U kunt uw stem gebruiken om te bellen of de telefoon aan te sturen.

Spraakopdrachten zijn niet afhankelijk van de stem van de spreker. Opdrachten worden automatisch door uw telefoon gemaakt.

Wanneer u contacten toevoegt of spraakopdrachten bewerkt, moet u geen zeer korte of sterk op elkaar lijkende namen gebruiken voor verschillende contacten of opdrachten.

Opmerking:

Het gebruik van spraaklabels kan moeilijkheden opleveren in een drukke omgeving of tijdens een noodgeval. Voorkom dus onder alle omstandigheden dat u uitsluitend van spraaklabels afhankelijk bent.

Wanneer u spraakgestuurd bellen gebruikt, wordt de luidspreker gebruikt. Houd de telefoon iets van u af wanneer u de spraakopdracht geeft.

  1. Houd op het startscherm de beltoets ingedrukt. Als er een compatibele hoofdtelefoon met hoofdtelefoontoets is aangesloten, houdt u deze toets ingedrukt.

  2. U hoort een korte toon en de tekst Spreek nu wordt weergegeven. Noem duidelijk de naam die u voor het contact hebt opgeslagen.

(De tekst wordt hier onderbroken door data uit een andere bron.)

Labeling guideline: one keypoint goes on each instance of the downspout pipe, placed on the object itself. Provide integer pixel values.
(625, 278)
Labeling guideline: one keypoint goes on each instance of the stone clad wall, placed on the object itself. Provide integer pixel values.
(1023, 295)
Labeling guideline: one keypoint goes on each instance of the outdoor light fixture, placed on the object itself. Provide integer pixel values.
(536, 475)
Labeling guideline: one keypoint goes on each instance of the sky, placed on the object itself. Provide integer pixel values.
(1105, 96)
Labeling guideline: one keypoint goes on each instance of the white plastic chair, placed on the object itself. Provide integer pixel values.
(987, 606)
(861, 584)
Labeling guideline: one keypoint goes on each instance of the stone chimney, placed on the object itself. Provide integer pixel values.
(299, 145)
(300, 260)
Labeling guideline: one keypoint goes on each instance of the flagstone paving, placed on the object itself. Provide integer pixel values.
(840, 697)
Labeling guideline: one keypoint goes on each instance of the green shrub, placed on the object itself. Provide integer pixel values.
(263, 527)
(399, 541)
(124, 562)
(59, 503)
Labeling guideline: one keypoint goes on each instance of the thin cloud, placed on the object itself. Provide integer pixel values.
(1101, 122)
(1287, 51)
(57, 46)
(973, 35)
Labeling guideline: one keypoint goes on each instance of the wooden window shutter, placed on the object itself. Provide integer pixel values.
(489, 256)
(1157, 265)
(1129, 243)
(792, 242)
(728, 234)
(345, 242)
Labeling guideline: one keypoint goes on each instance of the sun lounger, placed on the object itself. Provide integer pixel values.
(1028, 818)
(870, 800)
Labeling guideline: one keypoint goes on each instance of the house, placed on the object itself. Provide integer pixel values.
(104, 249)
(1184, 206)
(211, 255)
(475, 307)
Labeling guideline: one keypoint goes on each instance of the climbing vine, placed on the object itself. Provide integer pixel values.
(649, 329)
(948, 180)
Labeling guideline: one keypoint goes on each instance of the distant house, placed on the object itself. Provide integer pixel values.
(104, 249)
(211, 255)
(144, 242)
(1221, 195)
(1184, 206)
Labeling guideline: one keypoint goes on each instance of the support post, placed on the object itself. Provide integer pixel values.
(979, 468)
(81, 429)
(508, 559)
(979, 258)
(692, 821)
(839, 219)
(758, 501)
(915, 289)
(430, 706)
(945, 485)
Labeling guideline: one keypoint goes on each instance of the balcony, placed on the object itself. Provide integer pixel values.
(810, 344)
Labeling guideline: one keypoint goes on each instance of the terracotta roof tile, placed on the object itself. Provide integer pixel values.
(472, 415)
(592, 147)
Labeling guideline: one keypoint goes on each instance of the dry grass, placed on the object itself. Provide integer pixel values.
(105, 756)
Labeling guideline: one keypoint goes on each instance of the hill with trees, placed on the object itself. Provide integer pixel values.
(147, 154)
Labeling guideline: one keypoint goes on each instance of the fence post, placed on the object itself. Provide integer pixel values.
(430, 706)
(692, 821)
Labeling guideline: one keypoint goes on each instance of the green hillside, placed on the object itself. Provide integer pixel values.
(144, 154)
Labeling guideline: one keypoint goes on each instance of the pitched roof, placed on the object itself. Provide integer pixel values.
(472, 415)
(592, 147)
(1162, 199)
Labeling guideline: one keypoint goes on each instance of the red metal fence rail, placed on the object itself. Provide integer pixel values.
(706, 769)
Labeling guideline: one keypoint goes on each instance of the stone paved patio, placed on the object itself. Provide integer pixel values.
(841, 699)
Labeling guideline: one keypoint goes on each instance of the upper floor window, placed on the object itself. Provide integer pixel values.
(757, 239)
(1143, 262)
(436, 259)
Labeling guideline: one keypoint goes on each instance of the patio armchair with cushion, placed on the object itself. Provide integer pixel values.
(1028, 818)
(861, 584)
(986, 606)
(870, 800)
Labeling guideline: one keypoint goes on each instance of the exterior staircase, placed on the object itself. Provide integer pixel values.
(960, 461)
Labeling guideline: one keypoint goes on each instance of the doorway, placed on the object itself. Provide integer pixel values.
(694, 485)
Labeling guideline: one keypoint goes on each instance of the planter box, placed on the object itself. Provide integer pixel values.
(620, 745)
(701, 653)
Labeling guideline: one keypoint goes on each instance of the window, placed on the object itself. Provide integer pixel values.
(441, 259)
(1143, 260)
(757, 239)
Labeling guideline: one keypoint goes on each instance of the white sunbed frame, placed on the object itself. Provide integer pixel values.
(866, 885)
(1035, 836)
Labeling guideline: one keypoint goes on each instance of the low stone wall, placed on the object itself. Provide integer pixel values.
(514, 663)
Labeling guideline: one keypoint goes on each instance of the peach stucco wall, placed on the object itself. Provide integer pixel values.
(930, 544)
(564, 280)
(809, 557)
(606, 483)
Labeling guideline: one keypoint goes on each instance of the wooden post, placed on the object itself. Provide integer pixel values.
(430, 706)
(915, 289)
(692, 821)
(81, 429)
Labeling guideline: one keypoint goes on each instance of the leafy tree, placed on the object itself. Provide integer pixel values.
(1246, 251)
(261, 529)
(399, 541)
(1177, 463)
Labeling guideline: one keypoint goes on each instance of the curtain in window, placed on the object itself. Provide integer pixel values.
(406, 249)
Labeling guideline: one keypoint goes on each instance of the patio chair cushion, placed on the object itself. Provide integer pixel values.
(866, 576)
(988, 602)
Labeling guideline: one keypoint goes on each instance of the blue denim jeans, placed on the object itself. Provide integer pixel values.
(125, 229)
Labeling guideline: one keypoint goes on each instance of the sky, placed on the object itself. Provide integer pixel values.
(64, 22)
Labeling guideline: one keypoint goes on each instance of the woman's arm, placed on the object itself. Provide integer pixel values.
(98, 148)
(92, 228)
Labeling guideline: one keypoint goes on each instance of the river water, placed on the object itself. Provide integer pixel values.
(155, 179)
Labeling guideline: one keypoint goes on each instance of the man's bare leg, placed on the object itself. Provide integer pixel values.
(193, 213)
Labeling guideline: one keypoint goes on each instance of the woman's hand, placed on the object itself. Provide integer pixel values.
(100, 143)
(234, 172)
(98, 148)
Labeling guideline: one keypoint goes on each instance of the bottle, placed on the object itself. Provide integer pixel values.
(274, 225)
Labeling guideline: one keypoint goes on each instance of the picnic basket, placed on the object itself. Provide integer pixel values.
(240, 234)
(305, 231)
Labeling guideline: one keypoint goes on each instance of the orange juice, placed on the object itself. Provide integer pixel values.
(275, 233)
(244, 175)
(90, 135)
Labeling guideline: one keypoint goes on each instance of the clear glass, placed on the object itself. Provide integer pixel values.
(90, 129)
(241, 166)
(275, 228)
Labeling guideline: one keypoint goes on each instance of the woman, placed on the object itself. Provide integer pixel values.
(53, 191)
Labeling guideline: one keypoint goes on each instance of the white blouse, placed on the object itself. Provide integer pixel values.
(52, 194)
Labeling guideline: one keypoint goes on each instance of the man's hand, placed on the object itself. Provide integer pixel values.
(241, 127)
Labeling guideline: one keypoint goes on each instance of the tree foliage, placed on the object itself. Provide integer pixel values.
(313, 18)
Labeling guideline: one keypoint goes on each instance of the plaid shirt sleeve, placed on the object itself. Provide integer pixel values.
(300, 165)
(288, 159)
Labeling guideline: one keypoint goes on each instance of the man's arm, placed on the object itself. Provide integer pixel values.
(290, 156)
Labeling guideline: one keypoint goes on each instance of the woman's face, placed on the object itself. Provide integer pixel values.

  3. De telefoon speelt in de geselecteerde telefoontaal een samengestelde spraakopdracht af voor het herkende contact, en de naam en het nummer worden weergegeven. Als u spraakgestuurde nummerkeuze wilt annuleren, selecteert u Stoppen.

Een spraakopdracht voor een contact beluisteren
  1. Selecteer een contact en > Details spraaklabel.

  2. Selecteer een contactgegeven.

Als voor een naam verschillende nummers zijn opgeslagen, kunt u ook de naam en het nummertype noemen, zoals mobiel of telefoon.